Low-level languages can convert to machine code without a compiler or interpreter – second-generation programming languages use a simpler processor called an assembler – and the resulting code runs directly on the processor. A program written in a low-level language can be made to run very quickly, with a small memory footprint. An equivalent program in a high-level language can be less efficient and use more memory. Low-level languages are simple, but considered difficult to use, due to numerous technical details that the programmer must remember. By comparison, a high-level programming language isolates execution semantics of a computer architecture from the specification of the program, which simplifies development.
Machine code is the only language a computer can process directly without a previous transformation. Currently, programmers almost never write programs directly in machine code, because it requires attention to numerous details that a high-level language handles automatically.
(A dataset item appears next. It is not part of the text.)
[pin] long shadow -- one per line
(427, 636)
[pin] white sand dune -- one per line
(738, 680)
Furthermore it requires memorizing or looking up numerical codes for every instruction, and is extremely difficult to modify.
True machine code is a stream of raw, usually binary, data. A programmer coding in "machine code" normally codes instructions and data in a more readable form such as decimal, octal, or hexadecimal which is translated to internal format by a program called a loader or toggled into the computer's memory from a front panel.
Second-generation languages provide one abstraction level on top of the machine code. In the early days of coding on computers like the TX-0 and PDP-1, the first thing MIT hackers did was write assemblers. Assembly language has little semantics or formal specification, being only a mapping of human-readable symbols, including symbolic addresses, to opcodes, addresses, numeric constants, strings and so on. Typically, one machine instruction is represented as one line of assembly code. Assemblers produce object files that can link with other object files or be loaded on their own.
In the late 1960s, high-level languages such as PL/S, BLISS, BCPL, extended ALGOL (for Burroughs large systems) and C included some degree of access to low-level programming functions. One method for this is Inline assembly, in which assembly code is embedded in a high-level language that supports this feature. Some of these languages also allow architecture-dependent compiler optimization directives to adjust the way a compiler uses the target processor architecture. For example low level language is known as c and 'O' level language.